First: confirmation or clarification on the Morningstar $780 billion estimate. If Morningstar issues a public note, the institutional market has a named reference point for the discount case. If the report remains unconfirmed, its influence is real but its precision is uncertain.

Second: the AFT SEC petition outcome. A formal SEC response to the pension fund scrutiny request would be the first regulatory friction signal in the offering and could affect institutional allocation decisions.

Third: roadshow demand signals. Pre-IPO books are typically oversubscribed for offerings of this size, what matters is the quality of the demand, meaning whether institutional buyers are committing at the $135 price or pressing for a lower allocation price.

After June 12, the first-day trading price is the data point. A close above $135 validates the IPO price and signals public market appetite for frontier AI equity at premium multiples.
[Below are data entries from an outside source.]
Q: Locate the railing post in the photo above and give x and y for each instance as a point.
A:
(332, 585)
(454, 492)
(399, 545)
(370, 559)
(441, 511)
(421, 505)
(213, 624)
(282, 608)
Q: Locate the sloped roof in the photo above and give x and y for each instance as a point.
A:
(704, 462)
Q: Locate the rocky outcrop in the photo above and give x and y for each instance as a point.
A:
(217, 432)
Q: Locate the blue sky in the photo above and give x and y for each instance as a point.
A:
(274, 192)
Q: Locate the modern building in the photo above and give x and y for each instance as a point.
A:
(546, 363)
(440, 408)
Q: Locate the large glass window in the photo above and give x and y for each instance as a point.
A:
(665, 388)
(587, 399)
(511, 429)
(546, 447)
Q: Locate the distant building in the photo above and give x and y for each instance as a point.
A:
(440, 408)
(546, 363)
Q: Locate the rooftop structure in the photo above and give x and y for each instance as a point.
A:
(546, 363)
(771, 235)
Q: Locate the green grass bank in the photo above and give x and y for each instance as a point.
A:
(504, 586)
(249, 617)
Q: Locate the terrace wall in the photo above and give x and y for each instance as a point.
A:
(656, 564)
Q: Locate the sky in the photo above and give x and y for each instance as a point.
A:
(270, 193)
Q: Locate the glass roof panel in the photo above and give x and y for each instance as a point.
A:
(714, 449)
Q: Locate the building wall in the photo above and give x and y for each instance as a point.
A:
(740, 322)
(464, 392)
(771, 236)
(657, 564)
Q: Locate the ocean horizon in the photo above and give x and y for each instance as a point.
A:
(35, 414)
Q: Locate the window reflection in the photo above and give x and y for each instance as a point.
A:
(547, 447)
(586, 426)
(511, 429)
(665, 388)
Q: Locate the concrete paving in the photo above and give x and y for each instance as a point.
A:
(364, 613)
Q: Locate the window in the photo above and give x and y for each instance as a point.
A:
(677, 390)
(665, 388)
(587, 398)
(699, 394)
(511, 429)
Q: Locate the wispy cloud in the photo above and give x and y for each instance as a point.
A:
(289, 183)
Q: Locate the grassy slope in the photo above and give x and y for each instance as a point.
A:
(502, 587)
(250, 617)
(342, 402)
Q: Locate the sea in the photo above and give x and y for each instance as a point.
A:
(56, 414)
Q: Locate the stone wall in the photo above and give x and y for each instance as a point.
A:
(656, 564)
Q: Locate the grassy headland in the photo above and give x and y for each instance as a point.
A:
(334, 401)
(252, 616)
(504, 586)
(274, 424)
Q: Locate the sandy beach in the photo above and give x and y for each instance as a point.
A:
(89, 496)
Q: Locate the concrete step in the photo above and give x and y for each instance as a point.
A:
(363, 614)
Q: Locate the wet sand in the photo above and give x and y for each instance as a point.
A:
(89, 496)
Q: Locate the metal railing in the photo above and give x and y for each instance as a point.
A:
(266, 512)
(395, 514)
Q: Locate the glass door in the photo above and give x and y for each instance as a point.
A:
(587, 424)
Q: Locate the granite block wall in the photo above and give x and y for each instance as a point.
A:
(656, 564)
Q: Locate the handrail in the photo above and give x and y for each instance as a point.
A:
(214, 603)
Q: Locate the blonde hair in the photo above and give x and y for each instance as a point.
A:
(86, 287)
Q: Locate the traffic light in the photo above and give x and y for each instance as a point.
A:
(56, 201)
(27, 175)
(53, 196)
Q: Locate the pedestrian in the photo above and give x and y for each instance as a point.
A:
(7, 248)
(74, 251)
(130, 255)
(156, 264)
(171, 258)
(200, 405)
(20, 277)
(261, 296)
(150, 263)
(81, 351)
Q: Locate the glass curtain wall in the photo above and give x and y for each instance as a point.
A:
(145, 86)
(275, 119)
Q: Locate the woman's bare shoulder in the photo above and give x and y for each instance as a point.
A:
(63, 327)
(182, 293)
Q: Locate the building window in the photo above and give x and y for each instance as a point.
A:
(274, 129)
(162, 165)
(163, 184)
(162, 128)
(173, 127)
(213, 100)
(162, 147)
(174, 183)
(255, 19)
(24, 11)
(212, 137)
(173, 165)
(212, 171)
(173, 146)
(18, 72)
A close below $135, especially a substantial discount, tells every bank advising Anthropic and OpenAI that the public market’s pricing tolerance for pre-profitability AI infrastructure companies sits meaningfully below the private market’s recent valuations.

The real story is this: June 12 isn’t just SpaceX’s IPO. It’s the first real price discovery event for the entire frontier AI sector. Watch the open. Watch the close. The second-order effect on Anthropic’s October window is the number that matters most for investors who don’t own SPCX but do own, or will own, frontier AI equity.